Gießen. „Biomasse findet im ländlichen Raum statt, nicht in der Stadt!“, rief Regierungspräsident Dr. Lars Witteck den über einhundert Besuchern des dritten Bioenergie-Forums in der Gießener Kongresshalle zu. Er unterstrich damit die besondere Herausforderung und gleichzeitig auch Chance, die die Biorohstoffressource direkt vor der mittelhessischen Haustür böte. Es gelte nun, möglichst bald von der Konzeptebene zur Umsetzung zu gelangen. Zuvor hatten bereits die Gießener Landrätin Anita Schneider und der Geschäftsführer der Bioenergie-Region Mittelhessen, Peter Momper, auf die wachsende Bedeutung der Erneuerbaren Energien und deren wirtschaftliches Potential hingewiesen.
Dass sich die Bioenergie-Region Mittelhessen etabliert hat, zeigte ein Blick ins Auditorium: Neben Regierungspräsident Dr. Witteck und Landrätin Schneider nahmen außerdem der Erste Kreisbeigeordnete des Vogelsbergkreises, Gerhard Ruhl, zahlreiche Bürgermeister aus den beiden benachbarten Landkreisen, Vertreter der heimischen Energieversorger und der Universität sowie Unternehmer aus dem mittelhessischen Raum an der Veranstaltung teil.
Die zentrale Frage des Abends war dabei die zukünftige Struktur des regionalen Biomasse-Prozesses. Wie Momper gleich zu Beginn ausführte, ist die Bioenergie-Region Mittelhessen in ihrem Projektrahmen bis 2012 befristet. Träger des Projekts sind die beiden Landkreise Gießen und Vogelsberg sowie deren Regionalentwicklungsorganisationen GießenerLand und Vogelsberg Consult. Die operative Durchführung liegt bei der Klimaschutz- und Energieagentur Mittelhessen (KEM) mit Sitz in Heuchelheim. Doch wer nachhaltig versuche, regionale Wertschöpfungsketten aufzubauen, brauche „viel Geduld und die Bereitschaft, dicke Bretter zu bohren“, hob Peter Momper in seinem Statement hervor. Es brauche einen „Kümmerer“, denn man müsse über die Förderperiode hinausdenken. Dazu sei ein politischer Konsens nötig, um dieses Thema auch in Zukunft mit den nötigen regionalen Strukturen aktiv voranzubringen.

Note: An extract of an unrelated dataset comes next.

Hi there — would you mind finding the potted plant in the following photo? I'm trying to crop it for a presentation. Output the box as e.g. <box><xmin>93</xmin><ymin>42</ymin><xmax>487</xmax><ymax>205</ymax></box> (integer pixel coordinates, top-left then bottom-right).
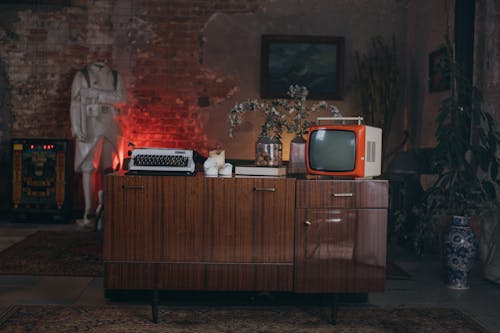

Unterstützung erhielt der Geschäftsführer bereits zuvor durch Anita Schneider. Die Landrätin des Landkreises Gießen unterstrich in ihrem Grußwort die Notwendigkeit, regionale Wertschöpfungsketten aufzubauen. „Doch gerade der Aufbau eines tragfähigen Gebildes braucht verbindliche Strukturen“, so Schneider. Vor dem Hintergrund der aktuellen Diskussion um eine Verlängerung der Laufzeiten von Atomkraftwerken müsse man jetzt handeln und den Bereich der Erneuerbaren Energien entscheidend voranbringen.
Regierungspräsident Dr. Lars Witteck wies in seinem Beitrag auf die Vielzahl an Konzepten von Bund, Land und einzelnen Landkreises hin. Auch das Regierungspräsidium arbeite an einem regionalen Energiekonzept für Mittelhessen. Der große Unterschied sei jedoch, dass das mittelhessische Konzept durch den Beschluss der Regionalversammlung für die fünf Landkreise, drei Oberzentren und 101 Kommunen verbindlich sein werde. Und das sei auch nötig: Schließlich soll Mittelhessen bis zum Jahr 2020 exakt 33 Prozent seines Energiebedarfs aus Bioenergie decken. Laut Witteck „ein sehr ehrgeiziges Ziel“, stünde doch keine Küste mit Off-Shore-Windparks zur Verfügung, an denen man sich als Kommune einfach beteiligen könnte. Daher sei es nun wichtig, „möglichst schnell die Konzeptebene zu verlassen und in die Umsetzung zu gehen“, so der Regierungspräsident. Er betonte in diesem Zusammenhang die große Chance, die der Bereich der Erneuerbaren Energien für Mittelhessen bietet. Gleichzeitig kritisierte er, dass der ländliche Raum zwar alle Lasten dieses Prozesses trage, aber aus der Metropolregion hierfür keinerlei Ausgleich zu erwarten sei. Witteck sieht hierin eine Ungerechtigkeit, die es zu verändern gelte. Abschließend forderte er die übrigen mittelhessischen Landkreise auf, „die Rolle des abwartenden Zuschauers zu verlassen und dem vorbildlichen Beispiel der Landkreise Gießen und Vogelsberg zu folgen“. Er kündigte an, dass seine Behörde die weitere Vergrößerung der Bioenergie-Region unterstützen werde, sofern dies gewünscht sei.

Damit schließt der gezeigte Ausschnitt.